Don't Just Scratch the Surface: Enhancing Word Representations for Korean with Hanja

One-Line Summary

Hanja-level SISG enriches Korean word embeddings by incorporating Hanja (Chinese character) n-grams into the Skip-gram scoring function, optionally initializing them with pre-trained Chinese embeddings for cross-lingual transfer, and demonstrates gains on word analogy, word similarity, news headline generation, and sentiment analysis.

Paper overview — **Figure 1.** A Korean word showing its form and multi-level meanings. The Sino-Korean word "사회맞춤형" consists of Hangul phonograms (KR) and Hanja logograms (HJ). Although Hanja annotation is optional, it offers deeper insight into the word meaning due to its association with Chinese characters (CN).

Background & Motivation

Korean and Chinese share a deep historical and cultural connection. A set of logograms very similar to Chinese characters, called Hanja, served as the sole medium for written Korean until Hangul was created in 1443. As a result, a substantial portion of Korean words are Sino-Korean (한자어) -- words of Chinese origin that can be written in both Hanja and Hangul, with the latter now commonplace in modern Korean.

Phonograms vs. Logograms: Korean Hangul characters are phonograms -- they encode pronunciation but not meaning. In contrast, Hanja characters are logograms, where each character carries its own lexical meaning. For example, the word "사회맞춤형" contains the Hanja sequence 社會 (society) and 型 (type/style), while the Hangul syllables "맞춤" (customized) have no Hanja equivalent. This semantic richness of Hanja is invisible to standard word embeddings that only operate on Hangul surface forms.

Limitation of Existing Subword Methods: Prior approaches for Korean word representations -- character-level (syllable) n-grams (Bojanowski et al., 2017) and jamo-level n-grams (Park et al., 2018) -- capture orthographic patterns at the surface level but miss the deeper semantic structure encoded in Hanja origins. The agglutinative nature of Korean further limits the effectiveness of these surface-only methods, as sub-character and inter-character information specific to Korean understanding remains uncaptured.

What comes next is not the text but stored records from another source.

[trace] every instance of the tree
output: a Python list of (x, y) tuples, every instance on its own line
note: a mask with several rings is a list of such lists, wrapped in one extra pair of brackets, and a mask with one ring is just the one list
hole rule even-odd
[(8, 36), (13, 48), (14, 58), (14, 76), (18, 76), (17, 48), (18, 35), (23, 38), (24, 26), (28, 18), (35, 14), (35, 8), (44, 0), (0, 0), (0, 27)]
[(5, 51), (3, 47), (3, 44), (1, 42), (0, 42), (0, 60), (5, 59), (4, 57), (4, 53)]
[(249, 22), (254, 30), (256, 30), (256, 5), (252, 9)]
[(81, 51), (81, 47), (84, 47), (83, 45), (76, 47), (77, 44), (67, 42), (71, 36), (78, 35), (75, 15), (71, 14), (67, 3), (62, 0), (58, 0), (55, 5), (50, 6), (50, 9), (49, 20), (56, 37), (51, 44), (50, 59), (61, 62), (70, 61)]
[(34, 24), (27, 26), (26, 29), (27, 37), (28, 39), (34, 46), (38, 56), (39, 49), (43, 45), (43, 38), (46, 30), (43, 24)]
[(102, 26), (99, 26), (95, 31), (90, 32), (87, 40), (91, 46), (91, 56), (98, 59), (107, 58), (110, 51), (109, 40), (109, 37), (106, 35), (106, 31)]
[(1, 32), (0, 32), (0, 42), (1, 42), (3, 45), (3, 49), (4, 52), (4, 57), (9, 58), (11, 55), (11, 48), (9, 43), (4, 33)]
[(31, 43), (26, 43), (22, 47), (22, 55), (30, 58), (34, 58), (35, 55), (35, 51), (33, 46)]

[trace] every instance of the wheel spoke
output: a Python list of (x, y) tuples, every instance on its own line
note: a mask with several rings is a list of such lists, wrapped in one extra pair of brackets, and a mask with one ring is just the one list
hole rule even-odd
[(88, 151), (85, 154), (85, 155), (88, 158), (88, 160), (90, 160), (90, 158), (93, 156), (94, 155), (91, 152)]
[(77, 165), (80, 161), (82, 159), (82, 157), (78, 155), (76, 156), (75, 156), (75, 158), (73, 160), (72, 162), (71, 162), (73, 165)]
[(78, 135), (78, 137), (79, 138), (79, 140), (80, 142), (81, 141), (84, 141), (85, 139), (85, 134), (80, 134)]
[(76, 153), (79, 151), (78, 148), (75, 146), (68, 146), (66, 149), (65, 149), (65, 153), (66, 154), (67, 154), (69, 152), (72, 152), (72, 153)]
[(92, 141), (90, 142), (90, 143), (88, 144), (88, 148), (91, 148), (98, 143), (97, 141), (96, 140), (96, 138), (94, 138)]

Key Insight -- Cross-Lingual Transfer via Hanja: Since Hanja characters share deep roots with Chinese characters (with many having one-to-one correspondence), mapping Korean words to their Hanja equivalents creates a bridge to Chinese. This enables character-level cross-lingual knowledge transfer: pre-trained Chinese character embeddings (Li et al., 2018) can be used to initialize Hanja n-gram vectors, injecting semantic knowledge across languages without any parallel corpus. This is the first work to introduce character-level cross-lingual transfer learning based on etymological grounds.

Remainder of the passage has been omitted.